I am creating an ASP.NET Core web app, which uses jQuery Validate for client-side validation, and jQuery Unobtrusive Validation to configure validation using HTML5 data-* attributes. I have a text input, and I am handling its blur
event via event delegation. The code looks something like this:
$(document).ready(() => {
$('#my-container').on('blur', '.my-input-class', (event) => {
var isValid = $(event.target).valid();
// Do stuff with isValid's boolean value
});
});
Unfortunately, if I enter an invalid value in the input then tab out, then isValid
is still set to true
. But if I click the input and click off again, then this second blur event correctly sets isValid
to false
.
I think somehow my blur handler is happening before the jQuery Validate blur handler, presumably because I'm using event delegation rather than directly handling input.onblur()
. Event delegation is necessary though because the input is generated dynamically, after validate()
has already been called. I've seen some posts suggest calling validator.element()

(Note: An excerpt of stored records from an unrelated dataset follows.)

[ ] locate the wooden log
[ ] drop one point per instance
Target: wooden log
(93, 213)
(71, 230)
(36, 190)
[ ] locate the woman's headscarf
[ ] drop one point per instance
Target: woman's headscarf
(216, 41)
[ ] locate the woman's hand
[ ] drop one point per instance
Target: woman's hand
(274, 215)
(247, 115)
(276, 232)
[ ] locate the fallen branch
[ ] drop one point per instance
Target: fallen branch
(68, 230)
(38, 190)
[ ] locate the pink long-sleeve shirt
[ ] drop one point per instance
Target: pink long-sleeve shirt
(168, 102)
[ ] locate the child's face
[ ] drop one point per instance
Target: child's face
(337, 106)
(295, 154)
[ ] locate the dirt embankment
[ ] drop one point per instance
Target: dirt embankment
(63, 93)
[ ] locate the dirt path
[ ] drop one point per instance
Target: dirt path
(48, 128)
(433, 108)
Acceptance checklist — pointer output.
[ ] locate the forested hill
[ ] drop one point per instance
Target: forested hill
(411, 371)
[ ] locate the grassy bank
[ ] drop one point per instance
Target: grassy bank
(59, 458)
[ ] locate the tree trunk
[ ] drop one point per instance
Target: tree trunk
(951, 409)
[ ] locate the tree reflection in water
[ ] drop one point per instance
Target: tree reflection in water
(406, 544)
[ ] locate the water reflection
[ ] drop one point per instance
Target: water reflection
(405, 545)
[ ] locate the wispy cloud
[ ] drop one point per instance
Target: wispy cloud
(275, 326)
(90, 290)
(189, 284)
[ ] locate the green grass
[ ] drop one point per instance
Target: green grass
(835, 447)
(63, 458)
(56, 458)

, but because ASP.NET Core uses the unobtrusive validation library, I never have access to the validator object returned by validate()
. So...
TL;DR
How do I ensure that valid()
returns the correct value in a delegated event handler when using the unobtrusive validation library?
EDIT
While trimming up my page's HTML to post, I got an idea for what the issue might be. My input is actually using remote validation with the data-val-remote
attribute. Perhaps my blur handler is just being called before the remote validation has sent a response, so the plugin thinks the input is still valid?